I peered at the shadowy depths of the entrance to see if my least favorite doorman was lurking, all ready to mock my attempts to pass as an eighteen-year-old. He didn’t seem to be on duty.
“I was meant to meet my friends . . . yeah, whatever . . . okay.”
The Trio of Evil could fend for themselves, I thought as I followed Smith down the steps and let him pull the door open for me. There was a mousy girl standing there, holding a clipboard with a sheet of names on it, who didn’t look like she was going to give me any trouble.
“I’m on Duckie’s guest list. Smith, no, just Smith, and I’ve got a plus-one.”
I stood there with my hands in my pockets and tried hard to look nonchalant, as if it was my right, nay my privilege, to be the plus-one for the achingly hip boy in the achingly hip, retro trackie top, who was on the guest list for the most achingly hip local band. I wasn’t convinced that it was working too well and then, out of the corner of my eye, I saw the bouncer bearing down on me.
I quickly shifted so I had my back to him, but he’d obviously read up on sneaky behavior exhibited by obviously underage girls.
“How old are you?” he bellowed at me from across the foyer.
“I’m eighteen!” I said, like it was so painfully obvious that he must need glasses. I had signature eye shadow for crying out loud!
“What’s your date of birth?” he shouted in my face, like that was going to outfox me.
I didn’t try anything fancy, just stuck two years on the original date. “August 8, 1987. And my star sign’s Leo,” I added helpfully because, yeah, it seemed like a really good idea to antagonize the angry man.
He didn’t believe me, I could tell. He was examining me intently as if I had the year of my birth etched into my skin with a laser.
“You don’t look eighteen,” he announced eventually. “You look about fifteen, tops, if you ask me.”
I didn’t even have to fake my indignation. “I am
not
fifteen.”
“ID,” he said blankly, holding out his hand.
“Why do you always pick on me?”
“ID,” he repeated, and I was already fumbling in my pockets in the vain hope that I’d have some kind of legally binding document in there that would exonerate me.
Instead, I got Smith’s arm suddenly curling around my shoulders. “She’s with me,” he told the age Nazi.

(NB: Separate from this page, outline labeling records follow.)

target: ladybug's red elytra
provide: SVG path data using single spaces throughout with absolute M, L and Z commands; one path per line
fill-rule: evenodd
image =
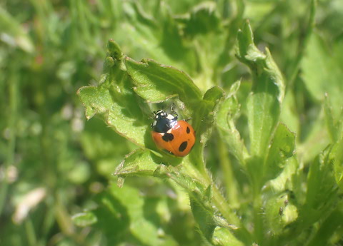
M 195 143 L 195 131 L 192 125 L 185 121 L 177 121 L 176 113 L 170 114 L 162 110 L 154 113 L 151 135 L 157 147 L 176 156 L 188 155 Z

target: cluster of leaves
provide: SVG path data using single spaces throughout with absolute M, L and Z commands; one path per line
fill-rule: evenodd
M 0 244 L 343 243 L 339 0 L 67 2 L 0 6 Z

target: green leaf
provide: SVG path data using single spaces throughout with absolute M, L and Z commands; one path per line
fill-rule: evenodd
M 234 124 L 240 108 L 236 96 L 239 86 L 240 81 L 237 81 L 231 86 L 229 95 L 219 106 L 216 123 L 221 138 L 228 145 L 228 151 L 244 165 L 248 152 Z
M 295 151 L 295 134 L 284 124 L 279 124 L 268 153 L 264 176 L 274 178 L 283 170 L 285 161 Z
M 125 159 L 116 168 L 114 175 L 121 177 L 152 176 L 158 167 L 149 151 L 137 149 L 125 157 Z
M 136 62 L 129 58 L 126 64 L 134 81 L 134 91 L 148 102 L 161 103 L 179 96 L 187 107 L 195 108 L 202 98 L 191 78 L 177 68 L 152 60 Z
M 284 83 L 268 49 L 264 54 L 254 44 L 249 22 L 239 31 L 237 52 L 237 58 L 251 69 L 253 78 L 247 99 L 250 153 L 263 157 L 279 121 Z
M 334 145 L 330 158 L 334 164 L 334 179 L 341 190 L 343 190 L 343 138 Z
M 90 119 L 99 114 L 119 135 L 140 146 L 152 148 L 151 138 L 145 135 L 150 122 L 142 113 L 147 106 L 132 90 L 119 46 L 110 40 L 107 49 L 107 73 L 102 75 L 97 86 L 82 87 L 77 92 L 86 108 L 86 117 Z
M 218 31 L 220 24 L 215 2 L 205 1 L 194 7 L 185 23 L 184 31 L 191 36 Z
M 265 216 L 270 232 L 274 235 L 281 234 L 285 226 L 298 217 L 297 207 L 289 200 L 287 193 L 274 195 L 267 200 Z
M 341 111 L 343 93 L 341 83 L 343 68 L 340 57 L 343 44 L 333 43 L 330 48 L 332 51 L 318 34 L 311 35 L 302 61 L 302 78 L 313 98 L 322 101 L 327 93 L 337 114 Z
M 309 226 L 318 220 L 337 202 L 337 186 L 332 172 L 330 153 L 327 148 L 311 163 L 307 176 L 305 203 L 300 210 L 301 221 Z
M 341 109 L 339 116 L 334 115 L 332 104 L 327 95 L 325 96 L 324 103 L 324 113 L 325 116 L 325 123 L 327 131 L 330 136 L 331 140 L 334 143 L 337 142 L 343 137 L 343 130 L 342 129 L 343 110 Z
M 102 228 L 109 244 L 131 242 L 138 245 L 177 245 L 164 230 L 166 225 L 154 223 L 154 215 L 148 213 L 145 207 L 149 198 L 140 194 L 138 189 L 112 185 L 99 200 L 101 206 L 94 211 L 99 219 L 96 226 Z
M 231 232 L 224 227 L 217 227 L 213 233 L 213 242 L 221 246 L 243 246 L 244 244 L 238 240 Z
M 75 225 L 82 227 L 91 225 L 98 222 L 96 216 L 92 212 L 77 213 L 71 219 Z

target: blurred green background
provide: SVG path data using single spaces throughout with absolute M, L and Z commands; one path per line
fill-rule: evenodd
M 304 162 L 313 158 L 329 138 L 311 138 L 313 128 L 317 133 L 322 125 L 313 122 L 323 92 L 333 95 L 334 111 L 342 106 L 343 2 L 318 1 L 316 35 L 304 41 L 310 5 L 310 1 L 297 0 L 2 0 L 0 245 L 116 241 L 106 237 L 111 228 L 120 228 L 120 223 L 114 225 L 118 220 L 96 231 L 78 227 L 71 219 L 96 206 L 96 194 L 134 149 L 100 119 L 86 121 L 76 96 L 80 87 L 99 81 L 109 39 L 136 61 L 151 58 L 184 71 L 203 92 L 214 85 L 226 89 L 248 76 L 234 57 L 234 45 L 238 28 L 249 19 L 255 43 L 269 47 L 294 92 L 286 97 L 289 106 L 282 118 L 298 133 L 300 149 L 311 150 L 300 151 Z M 311 71 L 318 64 L 321 76 L 314 78 Z M 334 81 L 339 89 L 323 85 L 325 81 Z M 216 173 L 218 157 L 215 147 L 209 145 L 207 165 Z M 154 188 L 157 181 L 152 179 L 131 182 L 152 198 L 169 190 L 164 184 Z M 187 209 L 178 210 L 174 220 L 180 227 L 194 226 Z M 179 242 L 187 242 L 184 245 L 200 243 L 196 231 L 183 235 L 182 227 L 174 230 Z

“Is there a problem, Frank?”
Of course, he
would
know the bouncer and be doing some idiotic knuckle-bumping thing with him, when a simple handshake would do.
“No problem, dude. Just that your girlfriend’s under eighteen and she’s not coming in.”
“I am not his girlfriend,” I said scathingly, which got me another bewildered blue-plate special from Smith. “We’re just . . . like, whatever. And I am eighteen.”
His arm tightened around me and I tried to smile in a mature manner. “Look, she’s eighteen. Take it from me.”
There was one fraught moment of possibility, then Frank the wanker gave a bark of laughter. “Is that what she told you? Yeah, right. Look, go in, but if I see her drinking anything alcoholic, I’m chucking you both out.”
Smith was all big with the thank-yous, like he’d granted us some amazing favor, but I just turned on my heel and stalked inside.
“God, I get that all the time,” I backtracked when Smith caught up with me. “It’s so embarrassing.”
“Yeah, it must be.” He nodded, then paused. “You are eighteen, aren’t you?”
“Oh, don’t you start,” I whined. “I’m eighteen, just drop it. Please . . .”
He held his hands out in front of him. “I’m dropping it.”
“Good.”
We elbowed our way through the crowd, and I didn’t know why they were so high and mighty about who they let in because the place is a total pit. All low ceilings and sticky walls that left this black gunk clinging to you. The air was thick with this damp fug and everything smelled hot and smoky, like there was a weird chemical being pumped into the atmosphere—it made me tense and excited at the same time. I could feel something slowly unfurling at the base of my spine and floating its tendrils through my body so that when Smith took my hand and tugged me toward a group of people sitting in the last booth along the back wall, my fingers tingled again.